About This PhD Project

Project Description

Connectivity mapping (Lamb et al 2006) is an advanced bioinformatics technique that establishes
connections among different biological states via their gene expression profiles/signatures. An important
application of connectivity mapping is the identification of small molecule compounds capable of inhibiting a
disease state. Our research team has undertaken pioneering research in this area by developing a robust
framework of connectivity mapping and releasing tested software for high throughput connectivity mapping
tasks (Zhang & Gant 2008, 2009, McArt & Zhang2011, McArt et al 2013, Wen et al 2015).
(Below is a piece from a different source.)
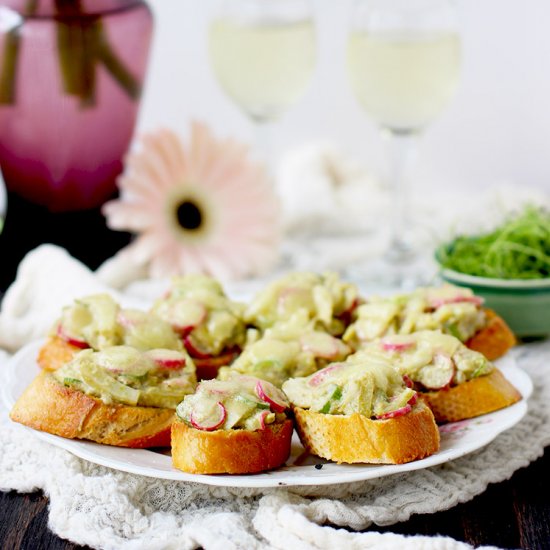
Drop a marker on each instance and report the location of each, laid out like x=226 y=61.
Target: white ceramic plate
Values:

Connectivity
mapping has been used to successfully identify medications with anti-cancer properties. For instance,
cimetidine has been identified as a potential treatment for lung cancer and pre-clinically validated using
mouse models (Sirota et al 2011) and rapamycin has been shown to overcome dexamethasone resistance
in acute lymphoblastic leukaemia (ALL) (Lamb et al 2006). Recently, our research team has used the
connectivity map approach to predict and subsequently validate, in a mouse model, entinostat as a
potential inhibitor of acute myeloid leukaemia (AML) (Ramsey et al 2013).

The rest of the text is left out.